短時間労働者及び有期雇用労働者の雇用管理の改善等に関する法律等の一部を改正する法律案要綱

第一 短時間労働者及び有期雇用労働者の雇用管理の改善等に関する法律の一部改正
一 合理的と認められない待遇の禁止(第8条関係)
1 短時間・有期雇用労働者の待遇と通常の労働者の待遇について「不合理な」待遇の禁止を「合理的と認められない」待遇の禁止に改めるとともに、当該待遇の相違に係る考慮要素のうち「職務の内容及び配置の変更の範囲」を削り、「その他の事情」を「就業の実態等」に改め、待遇の例示に「退職手当」を追加すること。
2 賞与、退職手当その他の待遇であって賃金の後払又は継続的な勤務に対する功労報償の性質を含むものについては、当該待遇を当該性質を有する部分とその他の部分に区分して、それぞれの部分について、合理的と認められない待遇の禁止について適用するものとすること。この場合において、当該性質を有する部分については、職務の内容と勤続期間を考慮すること。

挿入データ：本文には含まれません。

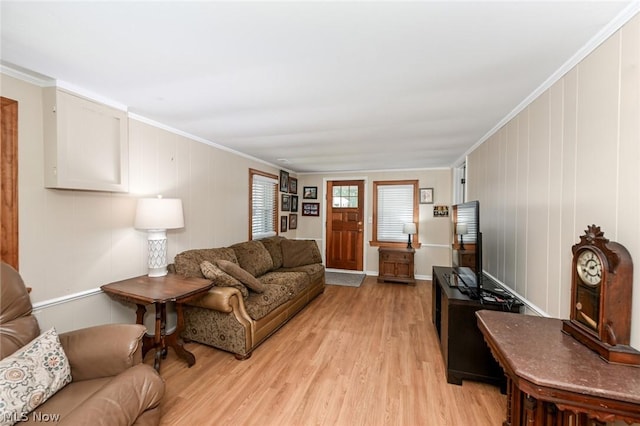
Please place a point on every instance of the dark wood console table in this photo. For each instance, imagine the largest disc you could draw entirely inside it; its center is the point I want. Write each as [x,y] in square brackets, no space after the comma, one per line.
[396,265]
[465,353]
[159,291]
[555,380]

二 通常の労働者と同視すべき短時間・有期雇用労働者の判断要素の変更(第9条関係)
差別的取扱い禁止の対象となる通常の労働者と同視すべき短時間・有期雇用労働者の判断の要素における「職務の内容及び配置の変更の範囲」について、「雇用関係が終了するまでの全期間」を削り、通常の労働者と「実質的に同一」の場合とすること。

三 事業主による説明義務の強化(第14条第2項及び第3項関係)
1 その雇用する短時間・有期雇用労働者から求めがあったときの事業主の説明義務に係る事項について、次の内容を追加すること。
(1) 合理的と認められない待遇の禁止及び差別的取扱いの禁止に反するものではないと判断した理由
(2) 労働者の職務の価値の評価等を踏まえた賃金体系その他の待遇の決定に関する基準のうち当該短時間・有期雇用労働者及び対応通常労働者(当該短時間・有期雇用労働者の職務の内容に対応する通常の労働者をいう。(3)において同じ。)に係るもの
(3) (2)の基準に従った当該短時間・有期雇用労働者及び対応通常労働者の賃金その他の待遇の決定の方法
(4) 教育訓練の実施の状況
(5) 福利厚生施設の利用に係る規則
2 事業主は、1の説明を行うときは、適切な資料を用いて具体的に分かりやすく説明するものとすること。この場合において、通常の労働者に対する労働条件の説明に用いた資料があるときは、当該資料を併せて用いるものとすること。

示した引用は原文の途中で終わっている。